Sen. Catherine M. Abate told WWD after the hearing that while the retail industry has initiated some measures to self-police its contractors, “you can’t leave a systematic problem to a voluntary solution.”
“Without the responsibility being taken by the retailer and the manufacturer,” she added, “I’m afraid we’re never going to change the pattern of practice.”
The committee also discussed the effectiveness of recently enacted legislation such as the hot goods bill and enhanced registration. The hot goods bill empowered the state attorney general to stop the sale of goods made in sweatshops and to recover unpaid wages. Enhanced registration requires apparel contractors to register the Social Security numbers, names and home addresses of their owners with the Department of Labor.
Abate asked James Dillon, acting commissioner of the Labor Department, why the number of its Apparel Industry Task Force investigations has decreased since 1990 while the number of sweatshops in New York is reportedly on the rise. In 1990, there were 1,776 investigations; in 1996, there were 1,270, Abate said.
“We’re attempting to target ourselves to the most effective end,” Dillon replied, adding that the new legislation has enabled Labor to focus on operations that are more likely in violation of labor laws.
“Just going out and doing blind investigations is not as effective as the targeted approach,” Dillon said.
Enhanced registration, for example, helped identify manufacturing companies that would require follow-up investigations, thereby allowing the department to focus more resources on targeted investigations.
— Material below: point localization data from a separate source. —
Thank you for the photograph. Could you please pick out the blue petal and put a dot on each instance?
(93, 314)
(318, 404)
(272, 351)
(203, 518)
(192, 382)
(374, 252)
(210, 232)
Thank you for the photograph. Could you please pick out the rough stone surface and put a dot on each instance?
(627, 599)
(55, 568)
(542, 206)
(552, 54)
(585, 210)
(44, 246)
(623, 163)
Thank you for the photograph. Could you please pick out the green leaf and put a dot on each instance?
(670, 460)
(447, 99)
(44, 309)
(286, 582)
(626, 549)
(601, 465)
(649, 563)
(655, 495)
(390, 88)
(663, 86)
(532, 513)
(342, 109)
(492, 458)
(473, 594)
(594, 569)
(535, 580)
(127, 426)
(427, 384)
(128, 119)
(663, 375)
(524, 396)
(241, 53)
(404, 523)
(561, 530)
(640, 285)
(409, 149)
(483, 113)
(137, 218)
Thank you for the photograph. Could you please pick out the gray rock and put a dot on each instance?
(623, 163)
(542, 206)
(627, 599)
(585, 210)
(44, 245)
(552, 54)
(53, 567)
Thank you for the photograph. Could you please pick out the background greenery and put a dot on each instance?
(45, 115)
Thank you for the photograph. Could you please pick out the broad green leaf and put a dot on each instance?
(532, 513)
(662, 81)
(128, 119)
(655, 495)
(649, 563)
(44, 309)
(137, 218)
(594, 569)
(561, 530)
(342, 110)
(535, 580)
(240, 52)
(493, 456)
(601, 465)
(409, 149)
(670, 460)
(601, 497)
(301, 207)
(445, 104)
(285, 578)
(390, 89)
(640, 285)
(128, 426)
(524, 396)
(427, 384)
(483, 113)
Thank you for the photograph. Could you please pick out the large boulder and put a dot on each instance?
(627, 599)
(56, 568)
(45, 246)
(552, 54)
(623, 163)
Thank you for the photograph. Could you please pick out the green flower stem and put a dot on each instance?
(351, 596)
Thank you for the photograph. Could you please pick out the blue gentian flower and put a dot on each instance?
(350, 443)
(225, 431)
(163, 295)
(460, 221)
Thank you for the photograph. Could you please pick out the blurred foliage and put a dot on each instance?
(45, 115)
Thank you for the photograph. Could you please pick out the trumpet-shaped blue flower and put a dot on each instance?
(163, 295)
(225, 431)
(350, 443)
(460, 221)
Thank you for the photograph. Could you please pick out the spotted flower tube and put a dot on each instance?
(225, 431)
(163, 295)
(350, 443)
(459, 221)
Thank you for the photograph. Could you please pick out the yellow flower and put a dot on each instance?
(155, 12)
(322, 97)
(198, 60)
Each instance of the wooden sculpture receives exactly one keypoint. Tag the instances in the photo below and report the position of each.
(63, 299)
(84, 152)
The task force has been working to educate companies on how to comply with labor laws.
Abate also asked whether Labor had enough investigators committed to the task force, considering several of its allotted 34 positions are vacant.
Dick Polfinello, director of labor standards, which oversees the task force, told WWD the department has budgeted for the eight vacant positions. However, the task force is plagued with a high turnover rate, and there are seven other vacant positions throughout the department.
Dan DeVita, labor bureau chief to State Attorney General Dennis Vacco, said 70 criminal charges have been filed against sweatshops since 1995 as a result of the new laws, and cooperation with Labor. All of the cases were referred by Labor.
DeVita added that $74,000 was collected in criminal restitution in 1996, compared with $2,000 in 1993. New York City Fire Commissioner Thomas Von Essen testified that the fire department has responded to 115 fire code violations this year that were referred by Labor.
At the hearing, Sen. Nicholas A. Spano announced that new bill would make New York the second state to prohibit agencies from purchasing apparel produced in a sweatshop. Vermont already has a similar law on the books, according to UNITE.